I never knew what shift work did to your health until I met my husband.


For the first few years we were together, it didn’t make much difference to me. He was working overnight shifts so basically he just wasn’t home when I was asleep. Sometimes it meant he was too tired to go out on a weekend but generally speaking, it didn’t affect us.


Then we moved and he took on a job managing a cafe. Ironically, the hours seemed better. He use to work from about 9 or 10pm until 6am a few days a week.


The cafe only opened at 6am some days of the week and was closed to customers by about 9pm. Nearly the reverse of his previous hours.
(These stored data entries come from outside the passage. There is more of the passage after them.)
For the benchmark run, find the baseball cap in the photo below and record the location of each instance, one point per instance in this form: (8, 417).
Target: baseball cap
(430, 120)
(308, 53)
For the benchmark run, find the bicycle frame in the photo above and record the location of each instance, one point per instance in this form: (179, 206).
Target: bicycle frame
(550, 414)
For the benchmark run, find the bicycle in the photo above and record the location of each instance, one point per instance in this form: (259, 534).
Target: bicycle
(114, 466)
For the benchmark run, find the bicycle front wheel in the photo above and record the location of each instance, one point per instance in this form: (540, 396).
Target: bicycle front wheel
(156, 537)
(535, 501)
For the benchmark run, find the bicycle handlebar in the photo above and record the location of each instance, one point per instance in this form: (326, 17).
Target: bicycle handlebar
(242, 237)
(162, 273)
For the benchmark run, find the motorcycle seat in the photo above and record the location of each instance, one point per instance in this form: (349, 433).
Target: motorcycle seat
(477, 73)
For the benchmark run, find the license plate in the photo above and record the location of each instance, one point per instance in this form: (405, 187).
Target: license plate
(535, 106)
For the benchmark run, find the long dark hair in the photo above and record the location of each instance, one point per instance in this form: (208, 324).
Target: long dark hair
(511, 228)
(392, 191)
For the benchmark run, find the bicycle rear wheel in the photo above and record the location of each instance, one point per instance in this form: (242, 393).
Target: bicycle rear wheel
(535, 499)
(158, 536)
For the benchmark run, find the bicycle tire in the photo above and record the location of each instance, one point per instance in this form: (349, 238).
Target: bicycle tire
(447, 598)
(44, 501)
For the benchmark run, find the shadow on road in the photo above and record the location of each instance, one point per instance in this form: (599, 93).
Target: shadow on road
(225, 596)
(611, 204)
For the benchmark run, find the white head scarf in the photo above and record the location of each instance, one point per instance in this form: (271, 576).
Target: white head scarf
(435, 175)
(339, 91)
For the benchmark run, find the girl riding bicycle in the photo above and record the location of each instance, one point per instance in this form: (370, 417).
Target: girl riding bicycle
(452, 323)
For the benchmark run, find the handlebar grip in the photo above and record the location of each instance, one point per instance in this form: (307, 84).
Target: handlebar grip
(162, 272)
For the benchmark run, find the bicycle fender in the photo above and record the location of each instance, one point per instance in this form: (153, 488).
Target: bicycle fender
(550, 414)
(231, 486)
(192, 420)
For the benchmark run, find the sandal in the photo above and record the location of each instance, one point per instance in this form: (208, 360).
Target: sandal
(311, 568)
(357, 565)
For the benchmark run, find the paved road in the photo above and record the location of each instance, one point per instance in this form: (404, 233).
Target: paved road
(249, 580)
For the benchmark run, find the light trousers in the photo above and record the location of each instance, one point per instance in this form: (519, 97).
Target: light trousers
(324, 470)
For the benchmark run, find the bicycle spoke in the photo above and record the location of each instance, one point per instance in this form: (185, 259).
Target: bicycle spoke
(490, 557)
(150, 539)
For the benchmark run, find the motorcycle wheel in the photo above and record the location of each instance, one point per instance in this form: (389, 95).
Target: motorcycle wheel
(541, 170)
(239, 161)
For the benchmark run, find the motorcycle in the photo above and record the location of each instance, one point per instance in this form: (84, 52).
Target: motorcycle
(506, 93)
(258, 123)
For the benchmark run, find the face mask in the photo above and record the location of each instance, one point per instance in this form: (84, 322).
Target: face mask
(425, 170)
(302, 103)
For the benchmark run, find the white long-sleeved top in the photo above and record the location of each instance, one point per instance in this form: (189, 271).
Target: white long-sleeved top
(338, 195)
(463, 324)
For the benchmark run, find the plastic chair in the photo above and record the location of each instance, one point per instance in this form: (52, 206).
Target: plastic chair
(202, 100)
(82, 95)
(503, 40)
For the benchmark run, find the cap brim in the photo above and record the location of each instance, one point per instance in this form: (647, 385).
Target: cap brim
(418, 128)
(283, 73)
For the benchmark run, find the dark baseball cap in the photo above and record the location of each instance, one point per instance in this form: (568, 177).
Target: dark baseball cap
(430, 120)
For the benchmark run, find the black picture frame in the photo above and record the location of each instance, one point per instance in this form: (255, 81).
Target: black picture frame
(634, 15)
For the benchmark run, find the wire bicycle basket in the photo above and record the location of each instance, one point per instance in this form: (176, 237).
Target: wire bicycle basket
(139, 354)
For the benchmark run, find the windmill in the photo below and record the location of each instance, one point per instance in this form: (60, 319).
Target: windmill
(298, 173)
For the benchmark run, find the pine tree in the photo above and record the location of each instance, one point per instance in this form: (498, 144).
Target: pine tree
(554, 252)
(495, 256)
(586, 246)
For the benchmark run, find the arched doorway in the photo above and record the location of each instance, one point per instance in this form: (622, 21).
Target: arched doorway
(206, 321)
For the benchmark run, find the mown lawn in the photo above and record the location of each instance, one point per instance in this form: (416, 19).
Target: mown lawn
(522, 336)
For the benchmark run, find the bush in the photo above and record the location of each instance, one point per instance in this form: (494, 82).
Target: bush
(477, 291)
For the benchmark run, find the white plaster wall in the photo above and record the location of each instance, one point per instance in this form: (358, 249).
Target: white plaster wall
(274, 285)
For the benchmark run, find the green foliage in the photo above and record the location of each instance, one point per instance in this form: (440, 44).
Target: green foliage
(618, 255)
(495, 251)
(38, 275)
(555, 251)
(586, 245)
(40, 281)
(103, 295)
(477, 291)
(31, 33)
But what we didn’t think of was that the hours would change. And because the previous place he worked was 24 hours and never closed, there was no end of shift rush on cleaning, tasks could be done at any time during his shift.


The cafe was different. Because it was a business that closed he had to be there half an hour before it opened and at least half an hour after it closed. And this was around the time I got my license, so I was the lucky person who got to drive him to and from work.


Then things got bad. The shop would open a little earlier to service local construction workers or close a little later to service late night shoppers.


Some nights the shop would close at 9pm, but the staff would have been so busy they didn’t get any cleaning done, so they wouldn’t get out until 10pm. Then he might be opening the next day so that means getting up at 4.30am so there was time to shower and eat before starting work at 5am.


Or there would be a week with a vague hope of a pattern, say opening shifts only. Yay, early bedtime, maybe no exhaustion feelings this week? Come 10pm when we were alseep there would then be a phone call to my husband because some stupid shop employee forgot their keys so they can’t lock up. And we lived the closest to the shop. So both of us out of bed to deliver the keys, interrupted sleep again.


This was our life for nearly two years. I never worked for the store but in all the driving I had to do for key swaps when people were stupid I feel like the owed me money. At least for fuel, at most for my time and the constant waking me up! One day the owner of the store actually got mad at me because I was in a foul mood and refused to drive the keys somewhere. I hung up on him. He never tried that crap on me again. I can’t actually remember, but that may have been the last time he spoke to me at all.


I didn’t know what effect this life was having on me. I was tired all the time. I cried at the drop of a hat if something went wrong. I refused to drive anywhere ever (even for fun on the weekend).


But throughout all of this I never knew what was wrong with me. I thought it was just some side effect of glandular fever that I was having trouble getting over.


And until I convinced (bullied?) my husband into quitting, I never knew what exhaustion does to you. For about two years I let myself be exhausted. Never again. Not on that scale.


I would rather face going on unemployment benefits than going through shift work again, if those were the options available to me. And if you’re an Australian reader, you know how fun Centrelink is to deal with! But the cost to your health is not work shift work.


I understand that some industries (essential and emergency services) will always have shift work. And I take my hat off to them.